Gearing, motor timing, and the massive amount of settings you can change in the ESC are all correct changes you can make to mellow the throttle response of a 7.5. That said, if you make too many adjustments it can make the throttle feel weird, and make your car inconsistent. Ultimately, if a 7.5 is too much for you to handle, try a slower motor. All the power does you no good if you can't control your car.

The .5 motors tend to have more narrow power bands based on the onroad guys. The whole number motors will be more smooth. Most guys run 7.5 at the indoor off-road track I race at. So I run 8.0 sonic. No one is pulling away from me on the straight. Even if I wanted more torque I could adjust timing. I think even a 9.0 could be good if you are just starting out.

RC1010 06-22-2015 08:52 PM

Has there been any info on a new B5m? I believe it is around that time, no?

Mantis Toboggan 06-23-2015 12:26 AM


Originally Posted by RC1010 (Post 14064826)
Has there been any info on a new B5m? I believe it is around that time, no?

The B5M Lite just came out. Why on earth would you think that they are going to come out with another new car? Wow, just wow.

Paul Tani 06-23-2015 07:09 AM

mm rock on mid to low bite tracks
 

Originally Posted by Bcholka (Post 12860556)
Go mid-motor. Our track (Trackside Raceway in Wisconsin) is medium bite and mid-motors rock there!!!!
Lots of people "seem" to feel that you need very high bite for them to work--it's just not true.

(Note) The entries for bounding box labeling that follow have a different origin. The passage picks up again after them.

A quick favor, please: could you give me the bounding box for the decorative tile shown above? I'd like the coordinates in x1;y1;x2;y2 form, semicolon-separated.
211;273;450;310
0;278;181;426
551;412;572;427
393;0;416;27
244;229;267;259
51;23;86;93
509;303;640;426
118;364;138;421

I think people have these ideas because certain "convertible" buggies (where you can switch from mid to rear) just don't work.
When you run a dedicated design (mid motor specifically) the geometry is such to maximize the buggy's performance.
Kudos to AE for releasing these dedicated designs!! :nod:

Our local track is loomy early in the season but gets more bite as the season progresses and both rm and mm have been competitive but when we go inside the mm buggy is hard to beat

Mason 06-23-2015 10:37 AM

I wouldn't be surprised if a Worlds Car comes out after the Worlds. Or at least the parts/conversion kit for our nearly full-time carpet brethren.

Wildcat1971 06-23-2015 10:45 AM


Originally Posted by Mason (Post 14065537)
I wouldn't be surprised if a Worlds Car comes out after the Worlds. Or at least the parts/conversion kit for our nearly full-time carpet brethren.

Historically, AE's platform cycles are about 1 year. The B5 platform came out in Jan and the B5m was like March of 2014. This April time frame the B5M lite came out..again, about 1 year. I would not expect any new platform updates until then, if at all. If they make their own low rider tranny, it will be separate, as that config is not hat popular in the US. Unless, thed decide to release a B5M European Edition. Many of the "Pro" drivers are using the 3 gear tranny in mod, so the "lite" car is also what most "pro" drivers would use, with what ever option parts they deem needed for tuning. AE has given drivers a lot of options. 2 different chassis, 2 different sets of front and rear arms, different front tower, 3 gear / 4 gear tranny and all the brass bling. With the number of options available, it is no wonder so many people get the MM car to work on just about any surface. And of course, there is the RM option. No way AE will ever put it all into one box...that is silly. So, the lite car is pretty much what most people would want. Then customize to your needs.